Authentication and User Accounts
Phdhub suppors a number of authentication mechanisms:
- Social networks
- a combination of username and password
Note that your administration might decide to support only some of the items above.
This page describes in details each of the authentication mechanisms.
ShibbolethOur support for Shibboleth-based systems is done via IDEM identity and access federation. This is the best way to connect users of an organization with PhdHub service if your university already has a Shibboleth service running.
When user chooses to authenticate using this method, PhdHub passes the request to the underlying Identity Provider (in Shibboleth terminology it is called IdP) and "forgets" about that user for a moment, until she comes back from the IdP (normally upon successful authentication). While coming back to PhdHub (or SP, Service Provider, using Shibboleth terms), the user "drags" with her some additional information created and encrypted by the IdP. It is said that IdP releases requested attributes (or assertions) to the SP. This is the key point: exactly this information allows user's Identity Provider and PhdHub to "connect" together.
The minimum information PhdHub requests from an IdP is eduPersonTargetedID which can be described as "A persistent, non-reassigned, privacy-preserving identifier for a principal shared between identity provider and service provider".
To sum up, Shibboleth authentication has a number of advantages:
- The authentication is delegated to your university so you are in complete control of the user credentials.
- Passwords are never being stored within PhdHub service.
- Your users are not required to remember a yet-another-password.
If your university is already a member of IDEM AAI, no additional setting required to connect PhdHub with your university accounts and is a preferred method of connecting your Shibboleth service with PhdHub. Otherwise, if your university cannot make it to IDEM AAI members for some reason but has already a Shibboleth service setup, please contact firstname.lastname@example.org and we will work something out together.
If your university does not currently have a Shibboleth service running, there might be a drawback of using this authentication mechanism as your tech staff will get additional workload with setting up and maintaining additional in-house service.
Social Network Accounts
This method is a perfect solution in cases where your organization does not currently have a Shibboleth service running and your internal policy allows usage of external accounts.
PhdHub supports authentication against the following social networks:
- Google+ (Google Accounts)
It is sufficient that your school administration enables External Account Providers option in the School Settings. Once enabled, your users will see an additional section on a Sign in page:
The above list is based on OAuth 2.0 and OAuth 1.0a flows behind the scenes. If your organization already has an internal OAuth 2.0/1.0a compliant service, please contact email@example.com and we will be happy to help you connect the both systems together.
OpenID is in a development state.
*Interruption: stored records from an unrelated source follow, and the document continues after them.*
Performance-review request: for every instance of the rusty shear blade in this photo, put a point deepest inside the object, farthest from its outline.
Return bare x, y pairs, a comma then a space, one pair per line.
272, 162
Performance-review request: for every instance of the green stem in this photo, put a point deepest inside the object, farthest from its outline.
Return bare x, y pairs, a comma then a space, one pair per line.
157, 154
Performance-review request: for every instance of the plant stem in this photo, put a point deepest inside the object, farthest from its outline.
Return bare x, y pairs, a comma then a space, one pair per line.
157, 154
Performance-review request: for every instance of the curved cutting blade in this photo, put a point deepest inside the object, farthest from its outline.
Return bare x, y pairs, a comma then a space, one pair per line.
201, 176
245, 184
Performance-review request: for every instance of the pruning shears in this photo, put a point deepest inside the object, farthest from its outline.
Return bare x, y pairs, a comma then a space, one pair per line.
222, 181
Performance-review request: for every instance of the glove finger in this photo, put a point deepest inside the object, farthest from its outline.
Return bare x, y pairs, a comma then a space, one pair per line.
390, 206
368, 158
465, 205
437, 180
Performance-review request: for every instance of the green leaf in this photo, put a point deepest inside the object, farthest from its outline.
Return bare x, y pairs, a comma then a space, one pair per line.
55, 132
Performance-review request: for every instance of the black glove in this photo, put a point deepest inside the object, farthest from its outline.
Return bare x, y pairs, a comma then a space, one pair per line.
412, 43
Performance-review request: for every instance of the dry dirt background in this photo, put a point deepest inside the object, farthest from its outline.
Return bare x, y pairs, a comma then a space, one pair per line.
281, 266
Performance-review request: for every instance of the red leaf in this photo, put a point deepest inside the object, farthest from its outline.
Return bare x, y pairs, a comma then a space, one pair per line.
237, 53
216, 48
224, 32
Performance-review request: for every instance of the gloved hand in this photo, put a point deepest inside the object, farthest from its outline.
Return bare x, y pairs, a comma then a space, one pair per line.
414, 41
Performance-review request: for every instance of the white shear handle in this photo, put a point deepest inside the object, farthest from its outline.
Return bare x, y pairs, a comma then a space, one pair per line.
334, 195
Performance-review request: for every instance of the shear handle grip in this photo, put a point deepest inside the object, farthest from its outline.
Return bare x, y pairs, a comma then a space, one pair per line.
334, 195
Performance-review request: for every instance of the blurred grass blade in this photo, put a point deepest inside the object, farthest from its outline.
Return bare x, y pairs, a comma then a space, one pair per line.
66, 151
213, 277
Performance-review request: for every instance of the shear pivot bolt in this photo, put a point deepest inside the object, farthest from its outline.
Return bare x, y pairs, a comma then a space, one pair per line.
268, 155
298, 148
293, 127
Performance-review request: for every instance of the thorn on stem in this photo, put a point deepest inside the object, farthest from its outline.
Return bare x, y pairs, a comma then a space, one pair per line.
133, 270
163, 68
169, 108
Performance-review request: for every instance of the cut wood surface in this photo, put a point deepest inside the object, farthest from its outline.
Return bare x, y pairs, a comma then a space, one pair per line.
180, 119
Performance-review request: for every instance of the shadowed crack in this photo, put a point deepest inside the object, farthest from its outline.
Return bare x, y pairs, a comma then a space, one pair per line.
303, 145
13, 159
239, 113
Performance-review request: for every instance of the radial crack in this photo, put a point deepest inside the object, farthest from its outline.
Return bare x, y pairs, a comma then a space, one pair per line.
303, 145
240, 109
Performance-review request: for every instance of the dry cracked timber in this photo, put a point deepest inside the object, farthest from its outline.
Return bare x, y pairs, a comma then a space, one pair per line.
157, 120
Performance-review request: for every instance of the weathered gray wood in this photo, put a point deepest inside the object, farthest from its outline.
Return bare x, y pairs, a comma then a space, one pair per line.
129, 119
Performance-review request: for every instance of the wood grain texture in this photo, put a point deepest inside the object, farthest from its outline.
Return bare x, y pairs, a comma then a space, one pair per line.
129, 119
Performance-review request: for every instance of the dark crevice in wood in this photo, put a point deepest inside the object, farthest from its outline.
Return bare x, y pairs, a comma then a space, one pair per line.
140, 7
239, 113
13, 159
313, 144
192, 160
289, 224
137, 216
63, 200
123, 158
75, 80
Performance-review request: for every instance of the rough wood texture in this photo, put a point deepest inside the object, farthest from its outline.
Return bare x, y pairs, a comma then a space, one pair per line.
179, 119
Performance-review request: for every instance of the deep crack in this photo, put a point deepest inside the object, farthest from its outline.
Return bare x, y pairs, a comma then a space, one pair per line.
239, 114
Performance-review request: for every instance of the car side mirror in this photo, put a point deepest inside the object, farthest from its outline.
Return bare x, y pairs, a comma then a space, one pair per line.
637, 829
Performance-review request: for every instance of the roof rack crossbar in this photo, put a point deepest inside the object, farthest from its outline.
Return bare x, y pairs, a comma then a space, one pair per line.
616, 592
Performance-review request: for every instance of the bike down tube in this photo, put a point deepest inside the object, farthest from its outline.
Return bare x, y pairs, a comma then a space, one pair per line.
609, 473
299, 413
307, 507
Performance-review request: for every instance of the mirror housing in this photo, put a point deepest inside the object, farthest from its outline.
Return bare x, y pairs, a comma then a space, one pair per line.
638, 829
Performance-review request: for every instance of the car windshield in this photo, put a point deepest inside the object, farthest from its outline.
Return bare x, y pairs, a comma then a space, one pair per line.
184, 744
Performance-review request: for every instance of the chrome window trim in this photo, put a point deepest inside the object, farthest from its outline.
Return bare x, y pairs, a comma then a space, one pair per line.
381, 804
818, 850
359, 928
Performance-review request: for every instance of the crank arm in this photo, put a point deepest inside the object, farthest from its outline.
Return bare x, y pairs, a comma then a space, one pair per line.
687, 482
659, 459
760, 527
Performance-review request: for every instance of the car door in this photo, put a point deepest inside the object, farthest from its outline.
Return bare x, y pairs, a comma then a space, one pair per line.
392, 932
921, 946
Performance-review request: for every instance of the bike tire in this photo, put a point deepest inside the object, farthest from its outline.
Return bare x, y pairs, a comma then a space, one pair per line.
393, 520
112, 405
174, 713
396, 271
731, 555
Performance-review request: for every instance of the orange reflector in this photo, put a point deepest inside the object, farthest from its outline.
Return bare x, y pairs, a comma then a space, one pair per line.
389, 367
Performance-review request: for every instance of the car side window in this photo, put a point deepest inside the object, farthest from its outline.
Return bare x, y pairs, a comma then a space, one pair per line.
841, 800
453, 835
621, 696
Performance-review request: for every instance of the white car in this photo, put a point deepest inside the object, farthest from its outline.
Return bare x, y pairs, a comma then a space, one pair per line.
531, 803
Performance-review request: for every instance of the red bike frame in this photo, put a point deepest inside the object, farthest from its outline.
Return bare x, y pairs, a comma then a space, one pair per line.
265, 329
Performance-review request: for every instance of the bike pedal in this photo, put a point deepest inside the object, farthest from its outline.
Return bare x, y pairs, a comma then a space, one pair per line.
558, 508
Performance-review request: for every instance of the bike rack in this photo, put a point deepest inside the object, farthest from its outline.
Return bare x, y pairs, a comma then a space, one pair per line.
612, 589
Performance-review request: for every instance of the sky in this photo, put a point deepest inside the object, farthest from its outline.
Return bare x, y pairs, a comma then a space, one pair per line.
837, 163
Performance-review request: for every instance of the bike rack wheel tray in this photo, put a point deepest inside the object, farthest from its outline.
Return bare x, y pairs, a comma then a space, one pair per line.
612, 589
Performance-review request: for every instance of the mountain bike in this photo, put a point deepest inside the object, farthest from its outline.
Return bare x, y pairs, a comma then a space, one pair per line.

If your university has an internal OpenID provider please contact firstname.lastname@example.org for a specific inquiry.
A username/password pair
This is a standard username/password authentication mechanism and is enabled by default as we realize not every entity has their own centralized accounts system. In this case administration office of your Phd school will have to set an initial password for every user. Subsequently, users will be able to modify their passwords.
In this scenario passwords are stored within PhdHub service internally. We take security very seriously so passwords are never stored in "clear text" and always being encrypted with strong algorithms. Additionally, we are using timestamps to "rotate" encrypted password bits. This way, passwords stored internally are impossible to decrypt, not even for PhdHub technical staff.
We recommend using this method only if none of the other methods described above suits your setup.